Introducing Kymriah Therapy, A Game Changing Advance in Treating Blood Cancers
Roger Williams Cancer Center is the only cancer program in Rhode Island to offer an exciting therapy for the treatment of blood cancers.
Kymriah is an innovative CAR-T cell therapy for certain types of blood cancers, in which the patient’s own T cells are removed from the patient’s body, reengineered to destroy cancer cells and then returned to the patient’s body. Immunotherapy has changed the landscape of cancer therapy and CAR-T-cell therapy is the culmination of about 30 years of that research.
For eligible patients, the response rates from Kymriah therapy show 90% of patients may go into a deep remission and potentially 60% of patients can be cured. Given that those patients were effectively out of standard options before this therapy became available, those response rates are staggering.
For Referring Physicians
Patient Information Video
Which patients are candidates for CAR T-cell therapy?
At RWMC we can treat 3 main groups of patients at this time with a CAR T-cell therapy called Kymriah:
- Young adults up to age 25 with B-cell acute lymphoblastic leukemia who are refractory or in 2nd or later relapse
- Adults with diffuse large B-cell lymphoma who have failed 2 lines of upfront therapy
- Adults with follicular lymphoma who have failed 2 lines of upfront therapy
How is CAR T-cell therapy delivered to a patient?
The process starts by identifying an appropriate patient for the therapy who then comes to the Roger Williams Cancer Center to undergo a blood collection process called apheresis, where we collect the patient’s own T cells.
After collection, those cells are shipped to a manufacturing facility where the cells are genetically altered to create the CAR T-cell product, Kymriah.
That usually takes 3-4 weeks on average, and during that time we will typically give the patient bridging chemotherapy to keep their disease at bay before the CAR T-cell product is ready to be infused into the patient.
When the modified cells are complete, we receive the product back from the manufacturing facility cryopreserved (or frozen) so that we can store it until the patient is ready for infusion.

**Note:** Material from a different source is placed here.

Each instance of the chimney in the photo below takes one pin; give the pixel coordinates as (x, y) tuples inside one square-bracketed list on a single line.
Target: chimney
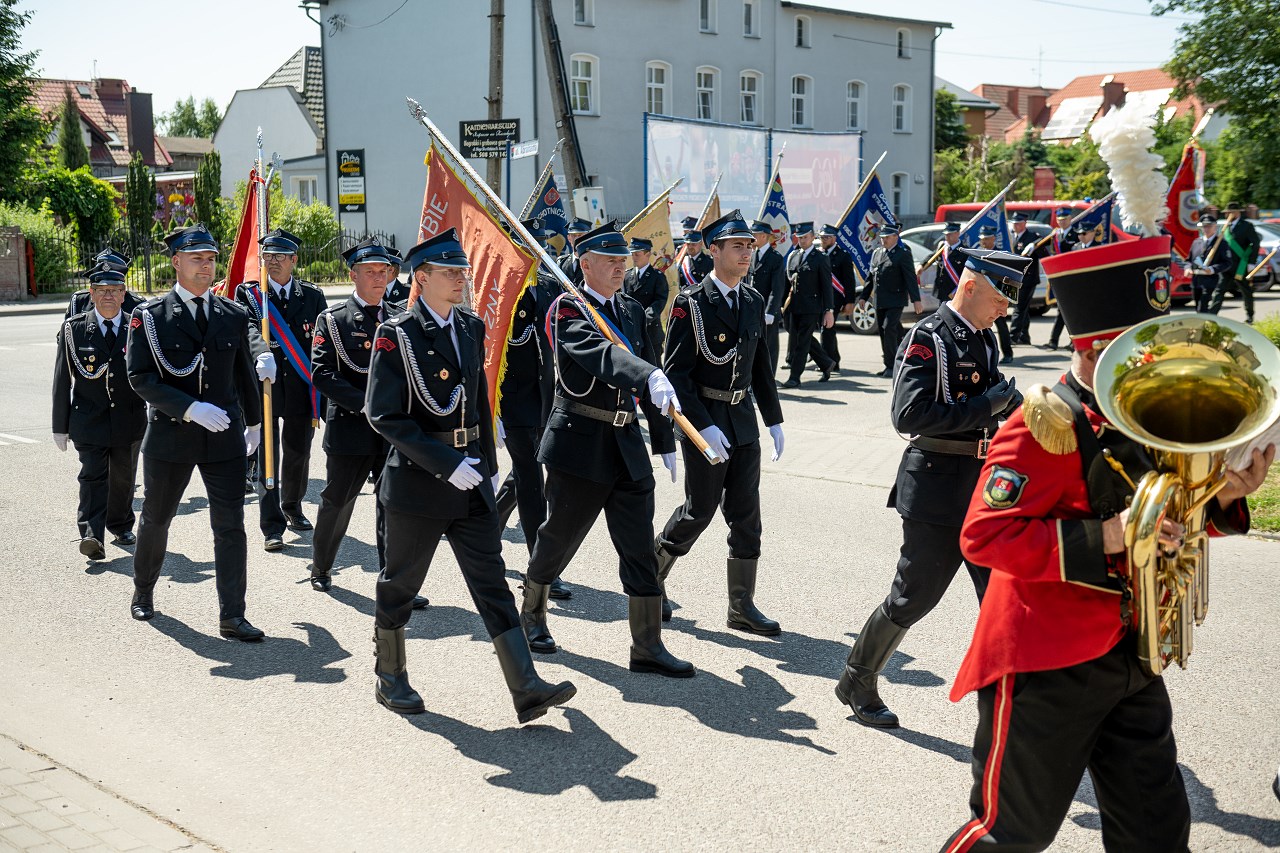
[(141, 126)]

In the 3 to 5 days before infusion, the patient will have conditioning chemotherapy to prepare the patient’s body for the t-cells.
On the day of infusion, we bring the frozen Kymriah product to the patient and thaw it at their bedside immediately prior to infusion.
Many patients will receive the infusion as an outpatient in the cancer center and will be able to go home after the infusion. Some will be admitted to the Blood and Marrow Transplant and Cellular Therapy department to have the infusion and monitoring done in the hospital.
We follow the patient closely over the next month evaluating their response and treating them for any side effects they may develop.
How is this coordinated between a referring physician and Roger Williams?
The process is a collaboration between the referring physician and the Blood and Marrow Transplant and Cellular Therapy team at Roger Williams.
Our coordinators work closely with the referring physician to gather health information that the patient has consented to share and to update each other on the patient’s status throughout the treatment process.
The only two parts of the process where the patient needs to be at Roger Williams or in the immediate vicinity, are the 1 to 2 days required to collect the T-cells, and the 4 to 5 weeks during and after infusion.
The remainder of the time we can work with the patient’s local or referring physician to provide treatment and monitoring as well as follow-up after they receive their CAR T-cells.
What are the risks and side effects of CAR T-cell therapy?
The two main risks of CAR T-cells are conditions called Cytokine Release Syndrome, or CRS, and neurotoxicity.
The timing of developing these two side effects can be different. CRS generally develops within 1-7 days after infusion. Neurotoxicity is usually seen later, within a week to a month after receiving the infusion
We screen patients to assess the potential risks of developing these side effects and give preventative or treatment medications. Fortunately, in virtually all cases, CRS and neurotoxicity are reversible.
These side effects occur early and are reversible, while those seen in chemotherapy and transplant can be prolonged. This is one reason we believe there is an advantage to CAR T-cell therapy.
Do CAR T-cells always work?
Like all cancer therapies, CAR T-cells do not work in every patient.
There are 2 main reasons why CAR T-cells do not work. In about 10% of patients the CAR T-cells do not expand or engraft in the patient after they are infused. In another 30% of patients, they engraft and the patient responds, but then some months later, the patient’s disease comes back, usually because it has learned and adapted and no longer expresses the protein that the CAR-T cells were made to target.
Why come to Roger Williams to receive this therapy?
Roger Williams is the only cancer center in the state of Rhode Island certified to provide this therapy. We offer a convenient alternative to travelling out of state and can provide the same level of state-of-the-art care found in facilities in other major metropolitan areas without the stress and expense of being away from home.
We also take referrals from areas around Rhode Island for people who may find it more convenient to travel to Providence for their care.
Additionally, we have the only Blood and Marrow Transplant Center in RI with physicians who are used to caring for very sick cellular therapy patients.